In the Guardian a journalist notes that von Trier is the son of well-to-do parents who both worked for the social ministry in Copenhagen. His mother's job involved finding places to establish institutions for the mentally disabled, a fact which is directly echoed in a scene in The Idiots.

Von Trier's parents were political radicals in the 1960s who apparently used to take the young Lars on demonstrations and look on approvingly as he broke US embassy windows. Von Trier's split with his parents included a rejection of their political conceptions. Lars turned to Nietzsche, Strindberg and Bowie, and became increasingly attracted to the notion of faith. Along with Dreyer, another of von Trier's favourite film directors is the late Russian filmmaker Andrei Tarkovsky, who in his later films descended increasingly into religious millenarianism.

One of von Trier's early films was the completion of a project originally planned by Dreyer himself, the filming of Medea, the classic Greek story of a mother who murders her children.
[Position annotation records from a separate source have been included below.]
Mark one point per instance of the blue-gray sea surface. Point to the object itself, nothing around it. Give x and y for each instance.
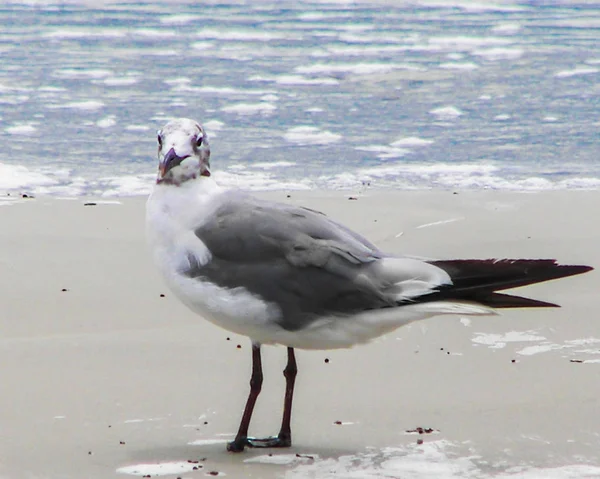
(414, 94)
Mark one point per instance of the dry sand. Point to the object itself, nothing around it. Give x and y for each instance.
(108, 374)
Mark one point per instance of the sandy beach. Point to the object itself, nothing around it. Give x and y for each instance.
(104, 377)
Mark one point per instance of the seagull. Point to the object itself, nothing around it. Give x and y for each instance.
(291, 276)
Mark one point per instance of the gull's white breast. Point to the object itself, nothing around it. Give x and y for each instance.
(173, 213)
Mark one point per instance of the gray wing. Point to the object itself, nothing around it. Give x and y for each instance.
(293, 257)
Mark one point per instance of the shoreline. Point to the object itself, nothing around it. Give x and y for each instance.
(109, 360)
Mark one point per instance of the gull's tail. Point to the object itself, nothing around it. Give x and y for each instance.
(479, 280)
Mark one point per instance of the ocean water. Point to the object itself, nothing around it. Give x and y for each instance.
(449, 94)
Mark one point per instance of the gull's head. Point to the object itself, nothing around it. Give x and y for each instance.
(183, 152)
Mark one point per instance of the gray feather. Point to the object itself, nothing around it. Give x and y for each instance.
(293, 257)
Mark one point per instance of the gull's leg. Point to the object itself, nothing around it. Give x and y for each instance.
(284, 438)
(241, 439)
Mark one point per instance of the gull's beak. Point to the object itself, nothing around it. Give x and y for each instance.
(170, 161)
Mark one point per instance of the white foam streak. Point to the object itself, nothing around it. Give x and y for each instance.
(310, 135)
(250, 108)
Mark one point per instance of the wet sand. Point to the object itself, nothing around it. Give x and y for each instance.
(107, 376)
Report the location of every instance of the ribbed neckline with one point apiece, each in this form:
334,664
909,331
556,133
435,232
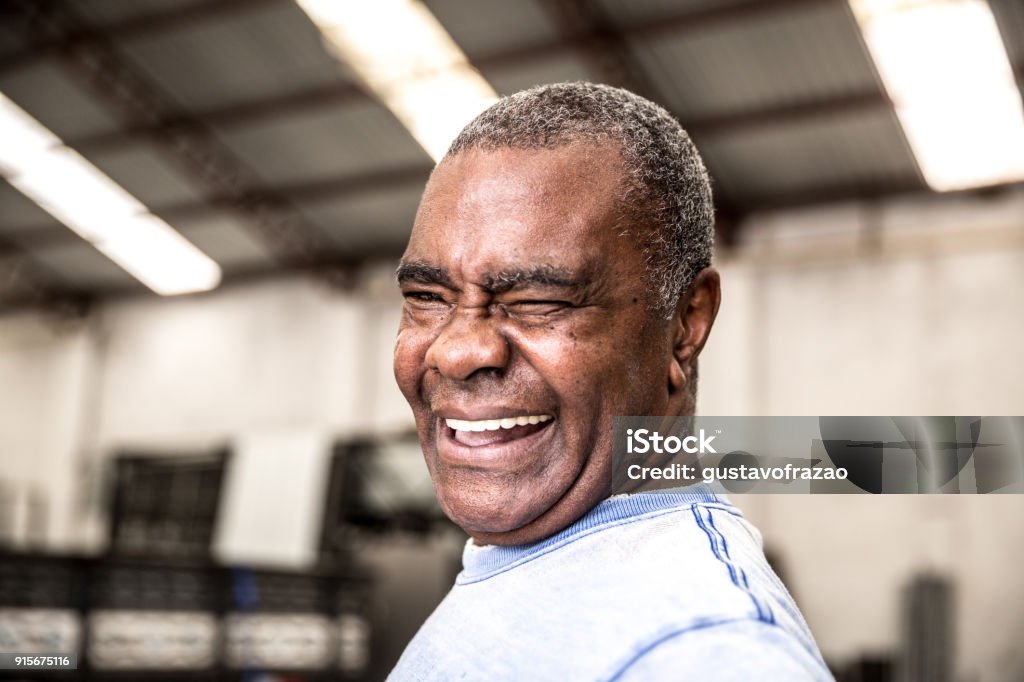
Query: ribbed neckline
482,562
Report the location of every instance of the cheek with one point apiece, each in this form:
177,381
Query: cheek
410,350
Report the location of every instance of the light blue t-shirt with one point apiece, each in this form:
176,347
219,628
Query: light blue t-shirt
667,586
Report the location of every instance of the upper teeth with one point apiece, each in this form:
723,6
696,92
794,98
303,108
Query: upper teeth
495,424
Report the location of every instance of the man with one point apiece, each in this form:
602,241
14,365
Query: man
558,274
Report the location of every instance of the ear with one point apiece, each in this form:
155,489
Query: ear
691,323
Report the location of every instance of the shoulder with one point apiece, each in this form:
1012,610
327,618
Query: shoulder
743,649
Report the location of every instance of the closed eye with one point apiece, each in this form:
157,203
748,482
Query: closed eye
536,307
424,300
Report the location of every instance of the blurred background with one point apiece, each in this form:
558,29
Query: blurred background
206,470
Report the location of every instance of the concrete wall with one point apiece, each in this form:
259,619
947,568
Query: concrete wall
903,308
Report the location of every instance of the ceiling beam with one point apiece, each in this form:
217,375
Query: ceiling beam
187,142
26,282
41,236
158,20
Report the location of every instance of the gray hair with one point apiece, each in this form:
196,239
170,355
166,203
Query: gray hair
667,187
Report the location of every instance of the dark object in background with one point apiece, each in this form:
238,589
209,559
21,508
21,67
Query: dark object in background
166,506
928,630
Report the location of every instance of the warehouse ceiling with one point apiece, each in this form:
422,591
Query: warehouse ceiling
230,120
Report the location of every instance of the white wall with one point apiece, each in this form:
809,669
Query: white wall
907,307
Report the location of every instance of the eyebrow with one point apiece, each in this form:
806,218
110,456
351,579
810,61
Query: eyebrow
423,273
539,275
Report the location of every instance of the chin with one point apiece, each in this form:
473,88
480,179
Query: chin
492,514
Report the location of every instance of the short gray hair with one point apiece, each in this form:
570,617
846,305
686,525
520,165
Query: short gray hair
667,185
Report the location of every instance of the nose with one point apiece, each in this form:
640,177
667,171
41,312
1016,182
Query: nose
468,343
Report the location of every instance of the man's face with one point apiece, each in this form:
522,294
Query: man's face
525,329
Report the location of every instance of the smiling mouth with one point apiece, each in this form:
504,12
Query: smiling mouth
496,431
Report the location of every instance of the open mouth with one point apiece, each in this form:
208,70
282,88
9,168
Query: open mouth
495,431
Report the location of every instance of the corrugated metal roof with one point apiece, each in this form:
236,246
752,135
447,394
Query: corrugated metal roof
485,27
632,11
750,67
267,50
509,79
79,265
147,176
810,53
326,141
372,221
227,241
767,162
46,91
110,10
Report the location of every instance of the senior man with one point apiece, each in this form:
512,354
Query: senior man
558,274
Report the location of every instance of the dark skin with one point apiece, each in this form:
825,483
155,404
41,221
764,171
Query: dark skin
523,299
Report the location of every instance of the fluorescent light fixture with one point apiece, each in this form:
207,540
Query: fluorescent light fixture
399,50
946,71
80,196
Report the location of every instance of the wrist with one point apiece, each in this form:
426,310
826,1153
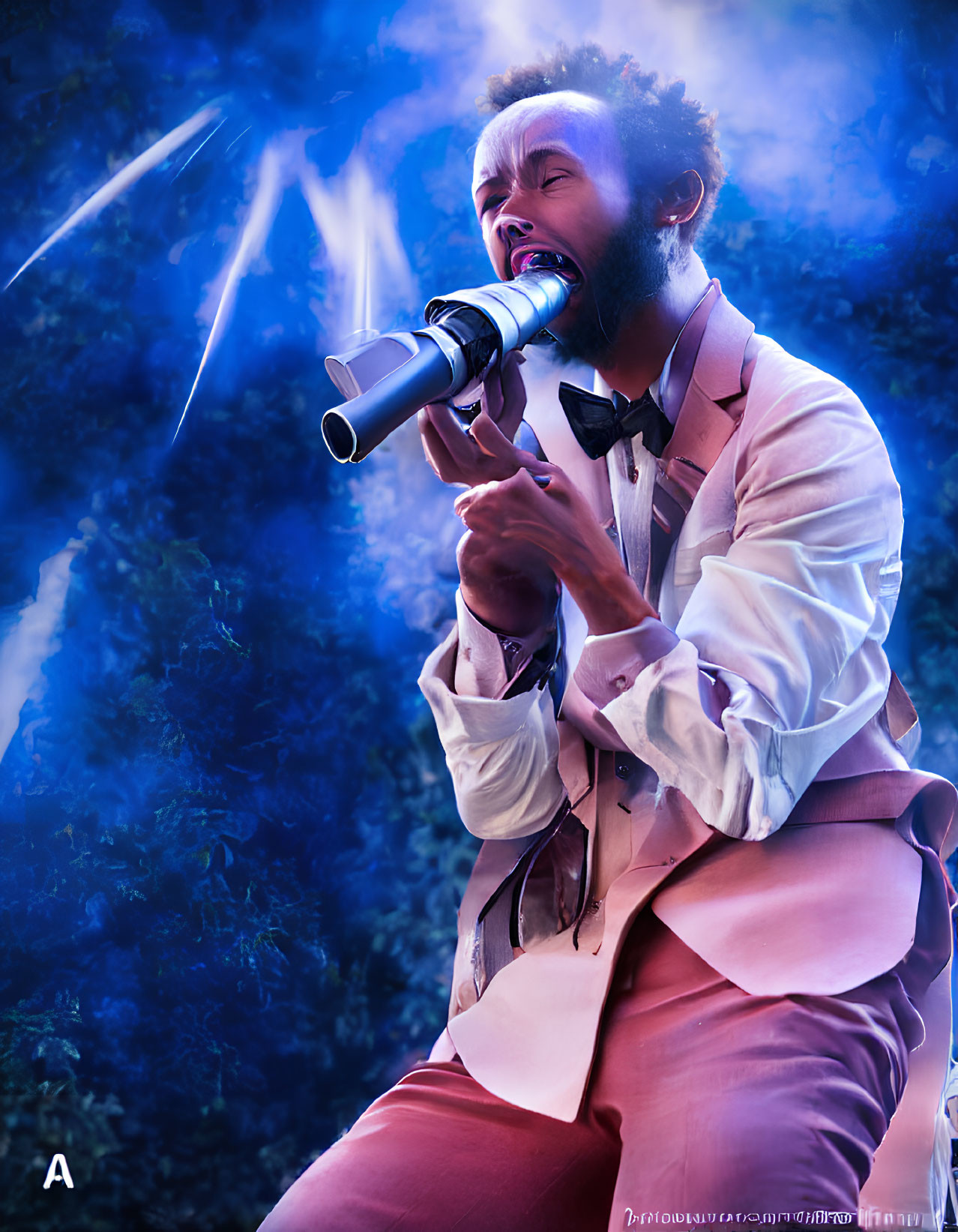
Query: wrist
607,598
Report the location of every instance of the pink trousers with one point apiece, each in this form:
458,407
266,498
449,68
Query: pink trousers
706,1104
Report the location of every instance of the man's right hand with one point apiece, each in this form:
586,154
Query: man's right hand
486,451
506,583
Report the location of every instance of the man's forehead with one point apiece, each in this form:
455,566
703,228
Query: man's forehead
567,121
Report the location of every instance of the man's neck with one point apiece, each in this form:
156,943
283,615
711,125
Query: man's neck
649,334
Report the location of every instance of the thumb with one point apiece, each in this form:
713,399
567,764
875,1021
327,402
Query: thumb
490,440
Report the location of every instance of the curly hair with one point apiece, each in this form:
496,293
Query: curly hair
663,133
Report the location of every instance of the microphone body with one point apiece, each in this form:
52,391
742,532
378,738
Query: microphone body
389,379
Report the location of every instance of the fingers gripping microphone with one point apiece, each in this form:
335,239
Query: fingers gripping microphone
389,379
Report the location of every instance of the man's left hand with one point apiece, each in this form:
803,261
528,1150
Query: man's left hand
558,520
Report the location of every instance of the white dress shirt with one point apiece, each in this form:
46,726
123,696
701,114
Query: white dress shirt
768,657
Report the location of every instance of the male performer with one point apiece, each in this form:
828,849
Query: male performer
710,921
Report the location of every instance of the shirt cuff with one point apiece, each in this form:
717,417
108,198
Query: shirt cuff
611,662
489,663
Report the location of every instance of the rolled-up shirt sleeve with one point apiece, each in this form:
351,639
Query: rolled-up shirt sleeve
777,658
503,753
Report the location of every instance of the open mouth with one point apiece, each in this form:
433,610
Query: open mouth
543,260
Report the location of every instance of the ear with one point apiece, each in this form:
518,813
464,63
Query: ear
681,199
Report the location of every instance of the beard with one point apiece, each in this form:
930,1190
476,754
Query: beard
630,271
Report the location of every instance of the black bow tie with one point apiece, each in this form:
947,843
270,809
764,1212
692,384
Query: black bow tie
599,421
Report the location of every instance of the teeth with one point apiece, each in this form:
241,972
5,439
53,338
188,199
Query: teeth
546,262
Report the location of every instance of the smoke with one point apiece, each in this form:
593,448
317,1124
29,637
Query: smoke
793,85
34,636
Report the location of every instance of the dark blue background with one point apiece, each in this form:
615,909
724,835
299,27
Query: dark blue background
229,858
Von Trier's breakthrough to film prominence came with his film Breaking the Waves, the story of a oil rig worker badly wounded in an accident, who is saved by the faith and diligence of his devoted young wife. She follows the orders of her sick husband to sleep with as many men as possible. She dies in the attempt—he is miraculously brought back to life.

A filmmaker is not damned by his social background and is by no means fated to repeat his own or the mistakes of his parents, but von Trier's development as a filmmaker is, in many respects, not accidental and certainly not exceptional. On the basis of The Idiots, one concludes that he is evidently motivated by a dislike, even a disgust for society as it stands. At the same time he is apparently blind to any way of changing society in a meaningful way. He has chosen the well-trodden and fairly threadbare path of individual self-liberation. There is something a bit provincial in all this, but von Trier seems to be espousing the notion, popular during the radicalisation of the 1960s, that mental disorder represents a higher and superior form of perception. And when that fails, there is always faith.

That von Trier's films can titillate and provoke is indisputable. The same Guardian journalist calls him “the most original and questing film-maker working in Europe today”; one hopes for the sake of European filmmaking that this is not the case. The Idiots has been proclaimed “Film of the Month” by the influential Jury der Evangelischen Filmarbeit in Germany. In fact von Trier's film is an accurate portrayal of the anguish and frustration of a section of today's intelligentsia, unhappy in their own skins, but unable or unwilling to explore the possibilities for genuine social change—not a pretty sight and by no means the basis for a renewal of film culture.